Sunday, May 20, 2012

Lots of nail biting on the eve of a historic launch

Lisa Grossman, physical sciences reporter

With the first commercial spacecraft to attempt docking with the International Space Station waiting on the launch pad, nerves and excitement are high. And hours before the historic launch, officials from NASA and private company SpaceX are managing expectations.

"It bears repeating that this is a test flight," said director for NASA Commercial Spaceflight Development Phil McAlister in a press conference today, where he was reluctant to even use the word "success". "NASA views test flights as learning opportunities."

Falcon 9 and Dragon Ready for Flight 3-12.jpg
(Image: SpaceX)

The cargo-carrying Dragon capsule has a long list of firsts to achieve in the next few days. It's scheduled to launch at 4:15 am eastern time tomorrow, and will spend the first 24 hours catching up with the International Space Station in low-Earth orbit. At around hour 40, it will begin a choreographed dance around the space station to make sure it's sufficiently under control to attempt docking. Astronauts on the space station will test communications with the Dragon and can abort the mission at any time.

If everything goes well, Dragon will dock to the space station by 75 hours after launch, early morning on Tuesday 22 May.

"If successful, there's no question this is the historic flight," said SpaceX president Gwynne Shotwell. "I think we're going to be biting off our fingers between now and hour 75."

Shotwell also stressed that this is a test flight and things could go wrong.

"Success is not going to mean the success of the commercial space industry, and failure is not going to mean the failure of the commercial space industry," she said. "We'd hope that every flight is successful, that would make my job incredibly easy. But I don't want to say that, I don't think that's realistic."

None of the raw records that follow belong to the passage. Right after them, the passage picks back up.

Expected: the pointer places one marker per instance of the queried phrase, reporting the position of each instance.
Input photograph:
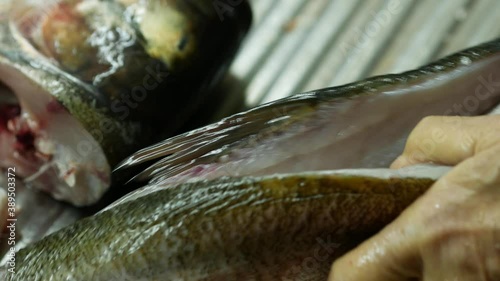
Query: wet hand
(453, 231)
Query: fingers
(449, 140)
(444, 234)
(385, 257)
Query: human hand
(451, 233)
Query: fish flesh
(84, 83)
(246, 198)
(281, 227)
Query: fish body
(84, 83)
(358, 125)
(244, 198)
(282, 227)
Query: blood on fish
(8, 112)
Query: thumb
(385, 257)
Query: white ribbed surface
(300, 45)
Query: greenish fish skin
(270, 228)
(327, 128)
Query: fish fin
(209, 143)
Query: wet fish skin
(117, 69)
(228, 229)
(324, 129)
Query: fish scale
(220, 228)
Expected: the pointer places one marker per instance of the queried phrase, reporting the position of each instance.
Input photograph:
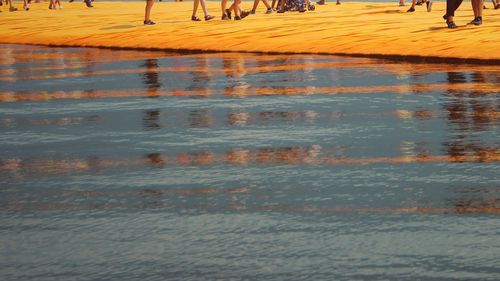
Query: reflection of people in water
(234, 68)
(151, 119)
(200, 118)
(150, 77)
(201, 77)
(470, 113)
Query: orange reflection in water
(311, 155)
(243, 91)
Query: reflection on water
(243, 166)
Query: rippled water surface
(134, 165)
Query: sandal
(451, 24)
(244, 14)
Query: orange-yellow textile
(362, 28)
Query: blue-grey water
(135, 165)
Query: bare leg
(267, 4)
(195, 8)
(412, 8)
(204, 7)
(223, 7)
(236, 8)
(256, 3)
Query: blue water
(134, 165)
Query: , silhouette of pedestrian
(203, 6)
(147, 12)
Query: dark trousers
(452, 6)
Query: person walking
(203, 6)
(147, 13)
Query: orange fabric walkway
(362, 28)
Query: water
(134, 165)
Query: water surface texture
(134, 165)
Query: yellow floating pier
(353, 28)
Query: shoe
(477, 21)
(244, 14)
(451, 25)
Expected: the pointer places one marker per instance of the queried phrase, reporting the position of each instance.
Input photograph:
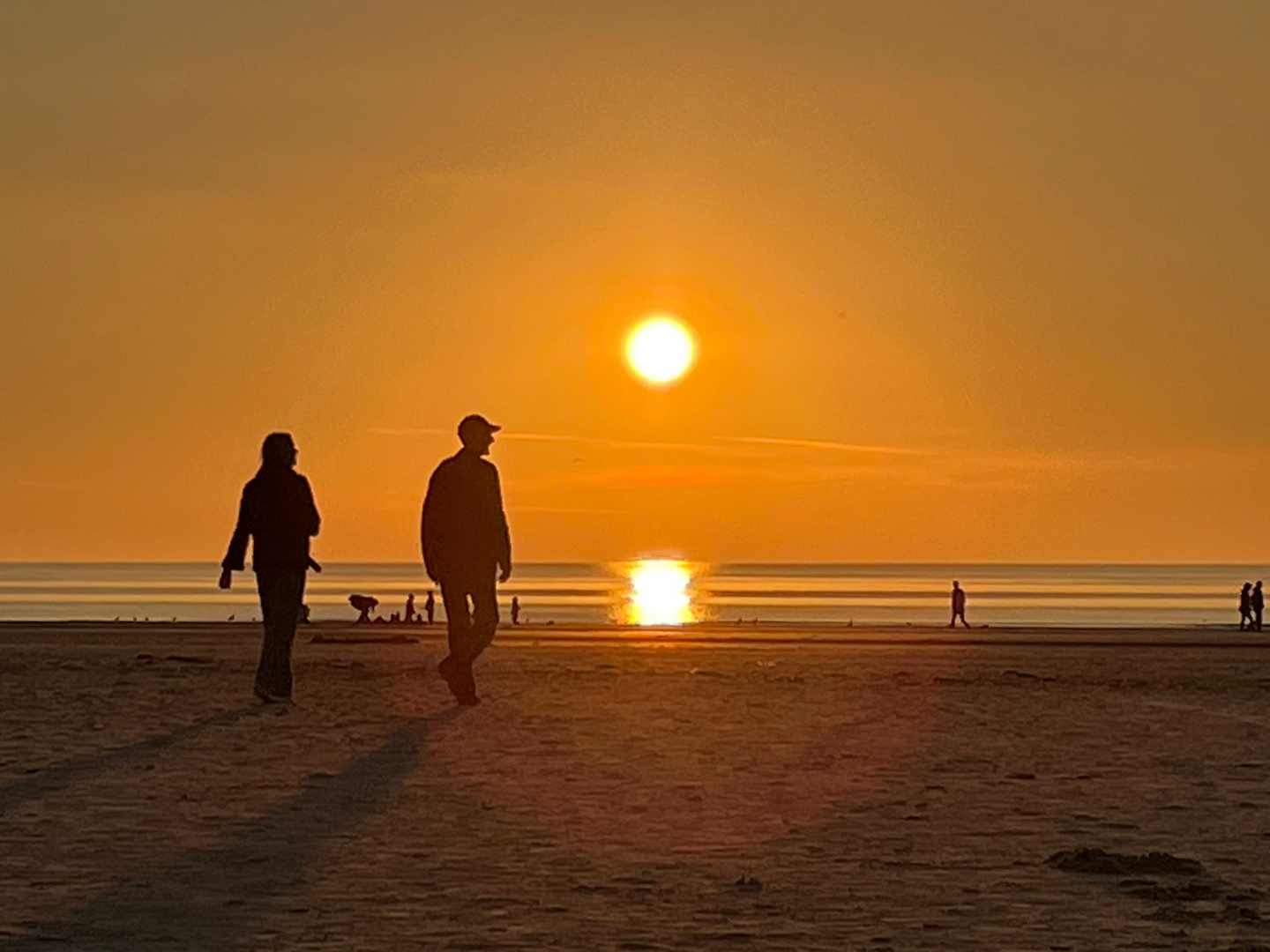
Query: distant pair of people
(462, 533)
(1252, 605)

Despite that, she has an optimistic view of the future. The company has 17 launches planned in the next three years, and could be bringing astronauts into space as early as 2015, Shotwell says - although McAlister says it may be more like 2017 before they're certified to fly NASA astronauts.

And the transition from big government organizations to private companies navigating the skies may be inevitable, he added.

"Once we get the private sector out there, there will be no turning back," he said. "[Spaceflight] will no longer be subject to the prevailing political winds. It will just push further and further out, no more looking backwards, only looking forwards."